ODA also plays a pivotal role by supervising negotiations for the season-opening crab price, which is vital to the crabbers’ livelihoods. Even with a set opening price, crabbers remain at the mercy of the markets, and the flow of crabs from pots to boats to docks to markets still hinges on bringing in most of the annual catch during the first two months, providing a surge that benefits processors, who depend on volume to meet holiday market demand.
They are working to change that, Furman said, and part of the effort involved obtaining certification by the Marine Stewardship Council (MSC), a designation the fishery earned in 2010 – one of only three crab fisheries worldwide and the only one of the West Coast Dungeness crab fisheries (Oregon, Washington, California, Alaska, British Columbia) to do so – based on good management practices, sustainable harvest methods and neutral environmental impacts. MSC is the world’s leading independent certification program for sustainable fisheries, with science-based environmental standards and methodology, and a certification process that focuses on three principles: health of the fishery stock, fishery management, and the effects of the fishery on the overall ecosystem. The evaluation uses a number of performance measures and individual guidelines to determine certification.

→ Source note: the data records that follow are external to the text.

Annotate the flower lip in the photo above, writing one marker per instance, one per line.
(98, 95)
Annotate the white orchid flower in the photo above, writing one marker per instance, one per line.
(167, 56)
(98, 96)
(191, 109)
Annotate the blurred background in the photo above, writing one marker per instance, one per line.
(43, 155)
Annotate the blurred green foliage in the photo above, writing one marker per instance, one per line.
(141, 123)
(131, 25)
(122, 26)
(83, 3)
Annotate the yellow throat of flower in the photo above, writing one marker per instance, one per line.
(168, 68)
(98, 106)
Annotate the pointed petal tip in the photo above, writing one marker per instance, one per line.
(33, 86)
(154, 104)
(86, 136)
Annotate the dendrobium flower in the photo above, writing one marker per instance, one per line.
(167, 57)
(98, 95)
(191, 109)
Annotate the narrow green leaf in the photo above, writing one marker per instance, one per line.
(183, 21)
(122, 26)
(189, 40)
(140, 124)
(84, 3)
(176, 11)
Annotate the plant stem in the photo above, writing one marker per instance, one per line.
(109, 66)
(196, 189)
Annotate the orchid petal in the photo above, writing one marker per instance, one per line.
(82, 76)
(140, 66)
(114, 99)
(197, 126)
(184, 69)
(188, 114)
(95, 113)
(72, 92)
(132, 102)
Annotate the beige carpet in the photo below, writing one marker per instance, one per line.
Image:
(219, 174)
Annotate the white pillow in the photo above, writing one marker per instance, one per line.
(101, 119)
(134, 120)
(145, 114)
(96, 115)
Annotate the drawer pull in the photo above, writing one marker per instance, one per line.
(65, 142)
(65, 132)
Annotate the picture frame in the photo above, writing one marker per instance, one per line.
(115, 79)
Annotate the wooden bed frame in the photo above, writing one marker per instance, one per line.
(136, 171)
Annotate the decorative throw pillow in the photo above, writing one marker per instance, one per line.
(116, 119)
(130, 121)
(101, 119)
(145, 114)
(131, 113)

“This sets the Oregon Dungeness brand apart from all other Dungeness in the marketplace,” Furman noted at the time. “This simply substantiates what we and a lot of other people have known all along – this is a well-managed, sustainably-harvested, environmentally-neutral fishery that just happens to also produce a wonderful gourmet product.”
Along those lines, they are following in the wake of two other unique Oregon fisheries. Oregon’s pink shrimp fishery received its initial MSC certification in 2007 and is currently immersing itself in the recertification process, and virtually all Oregon albacore tuna is MSC-certified.
“Oregon has been harvesting Dungeness crab for over a century,” Furman noted. “Landings this past decade have been off the charts, and nature continues to provide us with healthy stocks. But to attain MSC certification, we made some modifications and conducted additional scientific research to prove our sustainability.”
The next step, he noted, is creating consumer awareness and demand for the brand.
Furman believes the MSC certification could provide a definite economic boost for what is already the state’s most valuable fishery, due to a growing trend in the retail, food service, and restaurant trade to offer products from sustainable fisheries certified by an independent entity using a proven scientific process. He sees it as a big step in the right direction, as more consumers demand seafood from fisheries that can prove their harvest and management practices meet high standards for sustainability.
In fact, some wholesalers and retailers are committing to – sometime in the not-too-distant future – selling only certified seafood, so having the MSC blue label on Dungeness crab should translate into future successful marketing venues.
For now, crabbers say they are simply focused on the pending new season, and looking forward to getting gear in the water whenever they get the green light.